FS#39245 - [glibc] regex infinite loop
Attached to Project:
Arch Linux
Opened by test0 (test0) - Sunday, 09 March 2014, 00:46 GMT
Last edited by Allan McRae (Allan) - Saturday, 20 February 2016, 01:47 GMT
Opened by test0 (test0) - Sunday, 09 March 2014, 00:46 GMT
Last edited by Allan McRae (Allan) - Saturday, 20 February 2016, 01:47 GMT
|
Details
Description:
Running the file command on a specific file causes it to get stuck using 100% cpu (the original report for that is here http://bugs.gw.com/view.php?id=332) Traced the problem to a call to regexec and created a short program to replicate the issue (attached). Additional info: * Using glibc 2.19-3 Steps to reproduce: Compile and run the attached c file.
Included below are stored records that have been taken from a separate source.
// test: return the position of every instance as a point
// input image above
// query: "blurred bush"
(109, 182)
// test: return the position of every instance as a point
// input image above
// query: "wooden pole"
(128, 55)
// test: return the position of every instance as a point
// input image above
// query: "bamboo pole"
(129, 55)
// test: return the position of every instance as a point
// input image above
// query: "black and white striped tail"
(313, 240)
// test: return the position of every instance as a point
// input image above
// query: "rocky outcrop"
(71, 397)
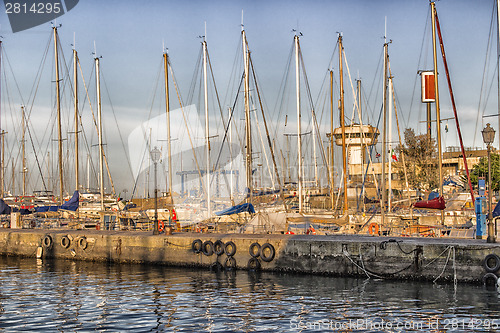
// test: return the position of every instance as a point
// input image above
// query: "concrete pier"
(437, 259)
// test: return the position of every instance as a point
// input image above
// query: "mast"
(23, 149)
(342, 123)
(299, 132)
(2, 132)
(384, 135)
(59, 130)
(207, 125)
(332, 180)
(389, 147)
(248, 129)
(498, 63)
(167, 109)
(99, 116)
(75, 94)
(438, 116)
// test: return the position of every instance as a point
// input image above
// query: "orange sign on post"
(428, 92)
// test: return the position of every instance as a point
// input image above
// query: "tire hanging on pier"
(219, 247)
(491, 263)
(47, 241)
(65, 242)
(267, 252)
(254, 250)
(82, 243)
(230, 263)
(230, 249)
(253, 264)
(490, 280)
(207, 248)
(196, 246)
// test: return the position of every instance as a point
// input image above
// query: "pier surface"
(439, 259)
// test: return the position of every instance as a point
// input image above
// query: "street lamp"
(155, 156)
(488, 138)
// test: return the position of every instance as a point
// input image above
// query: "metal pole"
(155, 226)
(75, 87)
(342, 123)
(299, 134)
(59, 131)
(491, 232)
(99, 119)
(438, 117)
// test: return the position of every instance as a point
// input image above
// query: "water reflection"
(64, 295)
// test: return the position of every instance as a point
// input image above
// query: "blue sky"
(129, 36)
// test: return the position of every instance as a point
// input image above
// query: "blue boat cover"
(496, 211)
(71, 204)
(246, 207)
(433, 195)
(4, 208)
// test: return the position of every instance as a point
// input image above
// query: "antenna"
(385, 30)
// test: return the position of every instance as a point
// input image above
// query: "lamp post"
(155, 156)
(488, 138)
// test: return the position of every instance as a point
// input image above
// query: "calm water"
(78, 296)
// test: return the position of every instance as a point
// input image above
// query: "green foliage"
(481, 170)
(420, 155)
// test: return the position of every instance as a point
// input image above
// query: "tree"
(421, 160)
(481, 170)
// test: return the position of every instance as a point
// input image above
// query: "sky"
(130, 36)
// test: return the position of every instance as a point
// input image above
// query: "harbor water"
(63, 295)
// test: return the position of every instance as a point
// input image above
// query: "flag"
(394, 157)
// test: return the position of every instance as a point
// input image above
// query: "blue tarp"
(4, 208)
(71, 204)
(433, 195)
(246, 207)
(496, 211)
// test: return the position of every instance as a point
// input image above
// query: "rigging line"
(267, 133)
(194, 79)
(376, 78)
(485, 73)
(118, 127)
(187, 129)
(81, 119)
(399, 133)
(233, 76)
(282, 90)
(424, 38)
(218, 104)
(313, 113)
(36, 158)
(226, 130)
(146, 139)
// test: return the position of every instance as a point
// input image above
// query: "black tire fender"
(207, 248)
(196, 246)
(491, 263)
(230, 249)
(65, 242)
(230, 263)
(490, 279)
(267, 252)
(47, 241)
(254, 250)
(253, 264)
(82, 243)
(216, 267)
(219, 247)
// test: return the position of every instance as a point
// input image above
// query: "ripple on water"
(70, 296)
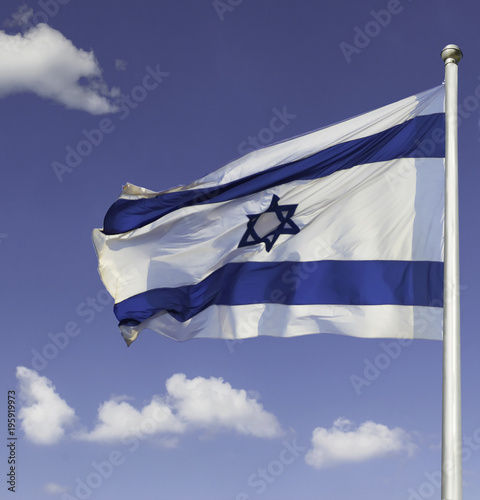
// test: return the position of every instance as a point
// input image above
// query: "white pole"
(451, 422)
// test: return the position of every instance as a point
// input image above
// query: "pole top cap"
(452, 52)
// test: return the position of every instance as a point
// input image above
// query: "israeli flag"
(336, 231)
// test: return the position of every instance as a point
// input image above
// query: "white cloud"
(44, 414)
(21, 17)
(344, 443)
(213, 403)
(55, 489)
(197, 403)
(42, 61)
(119, 420)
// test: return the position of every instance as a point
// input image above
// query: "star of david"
(267, 226)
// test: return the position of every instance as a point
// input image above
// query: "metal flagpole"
(451, 415)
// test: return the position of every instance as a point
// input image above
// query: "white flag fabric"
(336, 231)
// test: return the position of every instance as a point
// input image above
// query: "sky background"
(213, 419)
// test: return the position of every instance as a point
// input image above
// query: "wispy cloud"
(189, 404)
(344, 443)
(44, 414)
(43, 62)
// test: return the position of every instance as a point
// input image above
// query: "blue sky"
(201, 82)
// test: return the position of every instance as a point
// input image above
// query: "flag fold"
(336, 231)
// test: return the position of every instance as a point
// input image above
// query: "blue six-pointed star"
(267, 226)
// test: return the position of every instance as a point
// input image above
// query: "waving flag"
(336, 231)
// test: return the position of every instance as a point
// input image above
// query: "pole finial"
(451, 53)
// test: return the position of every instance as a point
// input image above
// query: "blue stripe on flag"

It should return either "Match" or "No match", but instead gets stuck. |
This task depends upon
$ time file TFAC00I0.RCI
TFAC00I0.RCI: Non-ISO extended-ASCII text, with very long lines, with NEL line terminators
real 0m53.735s
user 0m53.717s
sys 0m0.000s
Running perf on the example file in the upstream bug report:
en_US.UTF-8:
Samples: 220K of event 'cycles', Event count (approx.): 183996098111
29.05% file libc-2.19.so [.] re_search_internal
24.70% file libc-2.19.so [.] re_acquire_state_context
13.97% file libc-2.19.so [.] merge_state_with_log
13.91% file libc-2.19.so [.] re_node_set_compare.part.2
6.99% file libc-2.19.so [.] re_string_context_at
5.04% file libc-2.19.so [.] check_node_accept_bytes.isra.26
3.98% file libc-2.19.so [.] clean_state_log_if_needed
1.84% file libc-2.19.so [.] memset
C:
Samples: 22K of event 'cycles', Event count (approx.): 18264791986
97.21% file libc-2.19.so [.] re_search_internal
1.93% file libc-2.19.so [.] check_halt_state_context.isra.20
0.56% file libc-2.19.so [.] re_string_context_at
BTW, the example attached here seems just to be a regex on a really long line and not related...
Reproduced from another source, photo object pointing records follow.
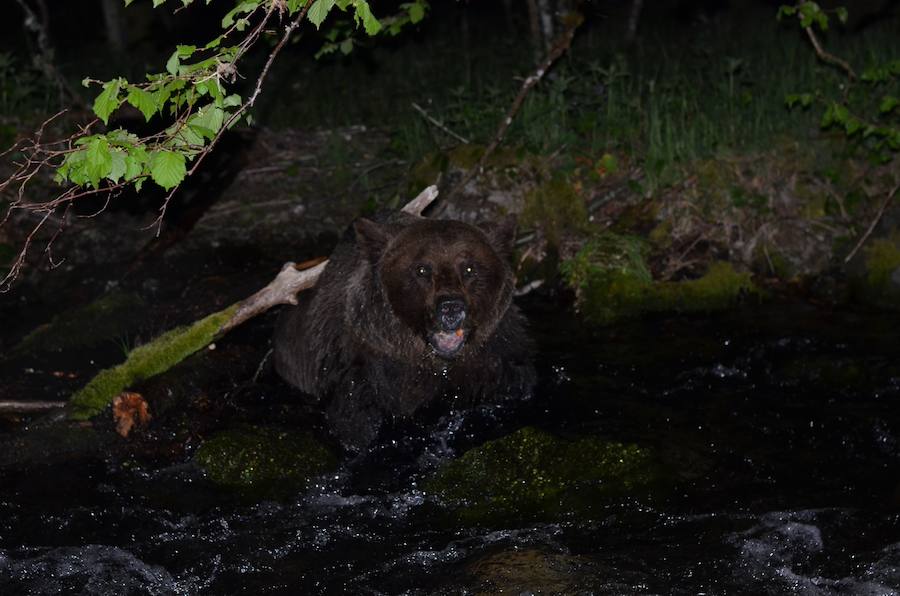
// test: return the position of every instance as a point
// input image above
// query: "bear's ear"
(371, 237)
(502, 234)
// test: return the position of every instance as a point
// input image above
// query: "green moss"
(264, 462)
(146, 361)
(720, 288)
(882, 258)
(556, 208)
(612, 282)
(531, 474)
(107, 318)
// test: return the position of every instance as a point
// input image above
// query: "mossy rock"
(109, 318)
(146, 361)
(879, 282)
(532, 474)
(263, 461)
(525, 570)
(612, 282)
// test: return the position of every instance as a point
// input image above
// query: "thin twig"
(439, 124)
(559, 48)
(827, 56)
(294, 278)
(872, 225)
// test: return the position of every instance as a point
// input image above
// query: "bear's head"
(448, 281)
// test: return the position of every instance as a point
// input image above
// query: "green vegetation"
(146, 361)
(879, 285)
(263, 461)
(109, 318)
(720, 89)
(531, 474)
(612, 282)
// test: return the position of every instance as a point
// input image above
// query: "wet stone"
(264, 462)
(532, 474)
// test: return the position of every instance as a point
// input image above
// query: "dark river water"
(780, 425)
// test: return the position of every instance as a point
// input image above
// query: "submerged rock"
(532, 474)
(533, 571)
(264, 461)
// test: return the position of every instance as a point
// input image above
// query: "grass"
(677, 96)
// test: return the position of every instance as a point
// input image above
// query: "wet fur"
(358, 340)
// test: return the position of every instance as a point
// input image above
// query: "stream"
(778, 425)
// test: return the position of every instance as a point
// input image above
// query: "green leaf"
(167, 168)
(143, 101)
(97, 160)
(108, 100)
(231, 101)
(118, 168)
(888, 104)
(245, 7)
(208, 120)
(841, 14)
(416, 12)
(318, 11)
(173, 63)
(133, 168)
The attached example completes in 33 seconds with my default LANG or LANG=C, so I guess I just didn't wait long enough when first testing. However, if I change the regex in the attachement (e.g. to ".*aaa$") it completes in around half of a second, so the slowness is not just due to a really long line. I compile it simply with `gcc regex_test.c -o regex_test`.
I left `file TFAC00I0.RCI` running again and it returned after 8 minutes ('though I swear I left it for much longer than that initially & it didn't return). Considering it's usually as good as instant it shouldn't be taking even 8 minutes, should it?